Kanada dopuściła w środę do użytku szczepionkę przeciw Covid-19 produkowaną przez amerykański koncern Moderna; to już drugi tego typu preparat, po dopuszczonej 9 grudnia do użytku szczepionce Pfizer-BioNTech. Jak mówił Trudeau, do końca stycznia 2021 r. Kanada ma otrzymać łącznie 1,2 mln dawek obu tych szczepionek.

Premier podkreślił, że pojawiła się w związku z tym nadzieja, ale zaapelował, by nie podróżować podczas świąt Bożego Narodzenia i zrezygnować z wyjazdów, wizyt u rodziny i przyjaciół. Podkreślił, że jeśli Kanadyjczycy „poluzują”, „wszystkie poświęcenia pójdą na marne”. „Jakkolwiek trudna będzie ta zima, pamiętajcie, że nadchodzi wiosna i powrócą lepsze dni” - dodał Trudeau.

Reklama

Przypomniał jednocześnie, że osoby przylatujące do Kanady muszą poddać się obowiązkowej dwutygodniowej kwarantannie, podczas której policja sprawdza, czy dana osoba przestrzega zasad. Za ich łamanie – dodał Trudeau – grożą „surowe kary”.

Dodał, że na lotnisku w Calgary w Albercie prowadzony jest pilotaż szybkich testów, trwają też rozmowy z władzami prowincji Ontario i Quebec w sprawie testów na lotniskach.

Testowanie przylatujących do Kanady stało się w ostatnich dniach przedmiotem politycznego ataku ze strony konserwatywnego premiera Ontario Douga Forda, który krytykował rząd federalny za brak testów na lotnisku Pearsona w Toronto, twierdząc, że nawet jedna czwarta pasażerów omija wymogi dwutygodniowej kwarantanny, a pasażerowie międzynarodowych lotów stanowią zagrożenie dla zdrowia publicznego.

Tymczasem federalna minister zdrowia Patty Hajdu informowała, że z lotami międzynarodowymi powiązanych jest 1,3 proc. wszystkich przypadków zakażeń koronawirusem w Ontario, najludniejszej prowincji kraju.
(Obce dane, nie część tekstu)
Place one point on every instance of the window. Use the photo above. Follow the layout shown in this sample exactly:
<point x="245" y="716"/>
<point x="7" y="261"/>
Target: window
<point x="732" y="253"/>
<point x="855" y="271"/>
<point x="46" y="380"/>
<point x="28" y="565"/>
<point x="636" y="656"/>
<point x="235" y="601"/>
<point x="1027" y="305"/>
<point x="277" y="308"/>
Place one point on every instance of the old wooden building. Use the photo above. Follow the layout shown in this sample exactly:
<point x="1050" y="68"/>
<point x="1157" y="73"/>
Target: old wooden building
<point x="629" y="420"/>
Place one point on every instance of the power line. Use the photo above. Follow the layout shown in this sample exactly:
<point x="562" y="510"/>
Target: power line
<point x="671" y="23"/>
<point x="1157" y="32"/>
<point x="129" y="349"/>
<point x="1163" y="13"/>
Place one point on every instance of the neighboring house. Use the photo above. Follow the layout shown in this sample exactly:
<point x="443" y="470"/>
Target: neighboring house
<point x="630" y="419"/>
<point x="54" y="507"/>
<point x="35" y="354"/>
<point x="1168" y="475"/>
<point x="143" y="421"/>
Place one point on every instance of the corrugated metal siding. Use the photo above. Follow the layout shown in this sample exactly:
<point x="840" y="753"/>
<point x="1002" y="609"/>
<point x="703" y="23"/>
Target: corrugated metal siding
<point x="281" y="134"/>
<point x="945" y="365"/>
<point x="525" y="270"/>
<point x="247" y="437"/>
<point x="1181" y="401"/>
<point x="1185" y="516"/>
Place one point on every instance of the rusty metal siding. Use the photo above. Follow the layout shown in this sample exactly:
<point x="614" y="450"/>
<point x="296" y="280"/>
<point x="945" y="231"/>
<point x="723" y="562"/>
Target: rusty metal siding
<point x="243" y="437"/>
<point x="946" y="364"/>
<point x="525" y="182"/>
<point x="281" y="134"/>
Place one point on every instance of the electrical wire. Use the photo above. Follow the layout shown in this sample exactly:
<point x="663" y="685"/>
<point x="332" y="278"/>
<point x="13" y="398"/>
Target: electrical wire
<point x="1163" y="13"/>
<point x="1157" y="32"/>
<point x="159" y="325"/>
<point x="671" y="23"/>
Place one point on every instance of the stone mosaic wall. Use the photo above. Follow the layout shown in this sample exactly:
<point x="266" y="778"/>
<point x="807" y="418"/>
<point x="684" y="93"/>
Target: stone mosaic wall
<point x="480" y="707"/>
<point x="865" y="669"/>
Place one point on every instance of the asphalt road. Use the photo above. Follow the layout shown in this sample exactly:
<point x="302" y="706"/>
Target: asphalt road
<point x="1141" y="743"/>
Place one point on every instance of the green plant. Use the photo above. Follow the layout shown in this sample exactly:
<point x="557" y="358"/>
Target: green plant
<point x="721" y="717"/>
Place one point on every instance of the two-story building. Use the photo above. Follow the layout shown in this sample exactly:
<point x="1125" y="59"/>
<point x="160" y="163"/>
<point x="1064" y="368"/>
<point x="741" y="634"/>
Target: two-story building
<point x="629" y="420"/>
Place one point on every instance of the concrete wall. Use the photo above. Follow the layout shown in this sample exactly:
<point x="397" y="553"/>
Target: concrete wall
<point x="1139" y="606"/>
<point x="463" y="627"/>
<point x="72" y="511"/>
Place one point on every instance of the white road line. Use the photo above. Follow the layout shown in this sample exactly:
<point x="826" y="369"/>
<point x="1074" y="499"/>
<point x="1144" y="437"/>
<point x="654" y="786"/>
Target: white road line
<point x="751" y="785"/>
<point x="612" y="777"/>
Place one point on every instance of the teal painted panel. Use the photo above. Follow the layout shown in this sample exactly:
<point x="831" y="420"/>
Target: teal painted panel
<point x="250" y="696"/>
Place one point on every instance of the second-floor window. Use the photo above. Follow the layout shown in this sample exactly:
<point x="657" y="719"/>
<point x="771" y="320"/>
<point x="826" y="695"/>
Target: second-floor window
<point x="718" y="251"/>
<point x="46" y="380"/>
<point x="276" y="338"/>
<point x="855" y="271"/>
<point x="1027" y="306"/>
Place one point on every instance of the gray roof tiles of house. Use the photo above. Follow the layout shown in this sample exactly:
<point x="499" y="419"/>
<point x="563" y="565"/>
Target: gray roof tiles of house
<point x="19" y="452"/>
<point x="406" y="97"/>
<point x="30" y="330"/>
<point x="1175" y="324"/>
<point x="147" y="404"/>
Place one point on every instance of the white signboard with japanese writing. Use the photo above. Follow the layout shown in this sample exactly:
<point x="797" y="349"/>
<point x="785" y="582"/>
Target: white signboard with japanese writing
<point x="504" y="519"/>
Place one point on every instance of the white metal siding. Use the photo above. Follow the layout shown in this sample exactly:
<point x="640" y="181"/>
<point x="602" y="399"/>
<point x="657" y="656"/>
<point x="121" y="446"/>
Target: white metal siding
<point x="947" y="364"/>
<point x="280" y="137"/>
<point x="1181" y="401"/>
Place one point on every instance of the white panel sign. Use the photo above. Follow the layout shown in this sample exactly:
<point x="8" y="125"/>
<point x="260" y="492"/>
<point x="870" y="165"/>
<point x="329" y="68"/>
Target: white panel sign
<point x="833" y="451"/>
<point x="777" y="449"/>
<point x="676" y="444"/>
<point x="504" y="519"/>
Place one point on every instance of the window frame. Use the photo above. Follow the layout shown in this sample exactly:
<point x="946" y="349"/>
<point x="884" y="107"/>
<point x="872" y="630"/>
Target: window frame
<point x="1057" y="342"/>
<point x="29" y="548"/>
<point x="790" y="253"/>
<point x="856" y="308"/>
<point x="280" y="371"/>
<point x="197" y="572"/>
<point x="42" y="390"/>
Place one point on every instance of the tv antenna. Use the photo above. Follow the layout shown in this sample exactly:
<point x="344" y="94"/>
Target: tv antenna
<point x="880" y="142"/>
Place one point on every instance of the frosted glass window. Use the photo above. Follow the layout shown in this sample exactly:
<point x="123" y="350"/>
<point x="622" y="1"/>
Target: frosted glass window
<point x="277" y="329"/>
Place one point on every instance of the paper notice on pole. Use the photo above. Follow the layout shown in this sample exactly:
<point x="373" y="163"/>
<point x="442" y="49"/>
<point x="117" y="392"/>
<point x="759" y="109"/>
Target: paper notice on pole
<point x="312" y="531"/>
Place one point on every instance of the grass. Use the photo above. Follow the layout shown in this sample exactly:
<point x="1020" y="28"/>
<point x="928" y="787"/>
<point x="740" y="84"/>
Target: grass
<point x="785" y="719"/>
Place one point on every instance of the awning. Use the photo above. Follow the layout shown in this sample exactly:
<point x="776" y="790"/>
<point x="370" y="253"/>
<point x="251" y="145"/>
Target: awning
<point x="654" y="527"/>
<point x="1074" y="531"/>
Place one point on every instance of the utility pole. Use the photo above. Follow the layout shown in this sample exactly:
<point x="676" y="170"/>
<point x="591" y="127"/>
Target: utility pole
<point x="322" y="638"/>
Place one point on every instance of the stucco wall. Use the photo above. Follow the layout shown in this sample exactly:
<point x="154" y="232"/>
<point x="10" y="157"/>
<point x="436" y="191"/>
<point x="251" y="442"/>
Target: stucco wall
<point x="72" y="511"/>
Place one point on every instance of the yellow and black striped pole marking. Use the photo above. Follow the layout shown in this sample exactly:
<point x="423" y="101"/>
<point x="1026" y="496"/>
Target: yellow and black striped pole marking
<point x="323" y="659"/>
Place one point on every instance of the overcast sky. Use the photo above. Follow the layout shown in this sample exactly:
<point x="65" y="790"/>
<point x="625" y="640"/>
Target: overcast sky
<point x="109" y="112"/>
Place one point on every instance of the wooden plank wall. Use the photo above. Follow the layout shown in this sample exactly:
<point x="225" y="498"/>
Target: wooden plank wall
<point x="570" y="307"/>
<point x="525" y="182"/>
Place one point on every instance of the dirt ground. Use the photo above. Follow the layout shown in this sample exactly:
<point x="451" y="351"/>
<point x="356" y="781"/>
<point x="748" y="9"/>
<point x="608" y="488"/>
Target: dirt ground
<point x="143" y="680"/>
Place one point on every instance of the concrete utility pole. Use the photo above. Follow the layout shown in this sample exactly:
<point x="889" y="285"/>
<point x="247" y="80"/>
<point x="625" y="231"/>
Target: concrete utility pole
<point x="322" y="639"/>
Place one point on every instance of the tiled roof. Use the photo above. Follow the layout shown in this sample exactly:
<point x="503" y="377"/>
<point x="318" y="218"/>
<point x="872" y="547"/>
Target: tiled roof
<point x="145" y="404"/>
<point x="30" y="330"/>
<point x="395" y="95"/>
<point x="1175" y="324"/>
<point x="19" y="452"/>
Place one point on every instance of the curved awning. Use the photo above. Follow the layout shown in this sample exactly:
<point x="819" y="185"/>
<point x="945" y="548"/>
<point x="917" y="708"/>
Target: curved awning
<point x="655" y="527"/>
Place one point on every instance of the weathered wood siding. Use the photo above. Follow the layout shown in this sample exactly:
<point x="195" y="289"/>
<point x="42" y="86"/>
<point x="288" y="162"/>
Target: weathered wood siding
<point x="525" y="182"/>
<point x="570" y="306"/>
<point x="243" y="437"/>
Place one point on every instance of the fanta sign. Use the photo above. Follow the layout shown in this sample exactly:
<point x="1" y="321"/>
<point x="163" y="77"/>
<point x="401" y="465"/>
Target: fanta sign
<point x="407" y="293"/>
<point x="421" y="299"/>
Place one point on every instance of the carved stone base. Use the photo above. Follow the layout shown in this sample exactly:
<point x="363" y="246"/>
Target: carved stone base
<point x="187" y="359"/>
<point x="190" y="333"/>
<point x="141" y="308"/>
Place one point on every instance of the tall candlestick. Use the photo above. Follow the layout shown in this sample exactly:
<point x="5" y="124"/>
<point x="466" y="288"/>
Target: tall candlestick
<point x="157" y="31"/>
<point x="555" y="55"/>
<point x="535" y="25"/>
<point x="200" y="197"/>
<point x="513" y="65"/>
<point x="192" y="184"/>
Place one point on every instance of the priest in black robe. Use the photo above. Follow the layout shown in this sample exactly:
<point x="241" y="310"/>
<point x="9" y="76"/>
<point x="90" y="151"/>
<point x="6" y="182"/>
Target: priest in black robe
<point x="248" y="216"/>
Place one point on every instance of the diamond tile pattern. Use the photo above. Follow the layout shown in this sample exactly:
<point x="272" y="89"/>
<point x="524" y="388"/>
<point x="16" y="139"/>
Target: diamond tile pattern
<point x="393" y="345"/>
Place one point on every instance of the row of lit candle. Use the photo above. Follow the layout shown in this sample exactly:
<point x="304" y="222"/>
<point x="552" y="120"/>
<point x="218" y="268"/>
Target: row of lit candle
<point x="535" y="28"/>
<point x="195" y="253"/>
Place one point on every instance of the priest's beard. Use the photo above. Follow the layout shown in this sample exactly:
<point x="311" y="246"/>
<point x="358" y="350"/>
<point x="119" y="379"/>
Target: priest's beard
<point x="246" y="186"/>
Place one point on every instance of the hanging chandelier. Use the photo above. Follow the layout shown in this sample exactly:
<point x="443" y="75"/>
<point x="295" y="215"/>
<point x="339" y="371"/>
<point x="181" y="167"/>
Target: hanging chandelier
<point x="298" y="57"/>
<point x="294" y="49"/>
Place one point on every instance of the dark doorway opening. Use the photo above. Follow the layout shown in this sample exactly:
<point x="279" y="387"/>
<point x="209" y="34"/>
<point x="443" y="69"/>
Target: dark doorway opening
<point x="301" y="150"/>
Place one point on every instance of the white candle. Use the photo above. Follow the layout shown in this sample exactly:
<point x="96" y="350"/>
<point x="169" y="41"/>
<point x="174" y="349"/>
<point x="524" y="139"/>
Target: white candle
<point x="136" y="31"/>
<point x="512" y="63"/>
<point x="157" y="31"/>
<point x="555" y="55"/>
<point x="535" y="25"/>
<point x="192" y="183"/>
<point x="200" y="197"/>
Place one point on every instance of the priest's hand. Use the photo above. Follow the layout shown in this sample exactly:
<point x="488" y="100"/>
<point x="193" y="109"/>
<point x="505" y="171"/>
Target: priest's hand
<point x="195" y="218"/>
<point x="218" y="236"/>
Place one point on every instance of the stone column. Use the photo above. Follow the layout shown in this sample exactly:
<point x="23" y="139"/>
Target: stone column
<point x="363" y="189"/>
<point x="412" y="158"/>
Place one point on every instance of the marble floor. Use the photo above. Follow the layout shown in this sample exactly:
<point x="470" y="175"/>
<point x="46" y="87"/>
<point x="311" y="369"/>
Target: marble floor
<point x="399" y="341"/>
Jak mówili w mediach specjaliści, większość infekcji w Kanadzie to tzw. zakażenia wewnątrz społeczności.

Jak mówiła naczelna lekarz kraju dr Theresa Tam, w Kanadzie dotychczas nie wykryto nowego wariantu koronawirusa i prowadzone są obecnie liczne testy, w tym genetyczne, znanych już przypadków. Dodała jednak, że nowy szczep najprawdopodobniej pojawi się w przyszłości w Kanadzie.

Według danych federalnych w Kanadzie wykryto dotychczas 521 509 przypadków zakażenia koronawirusem, z czego 75 523 to infekcje aktywne. Zmarło 14 425 osób z Covid-19.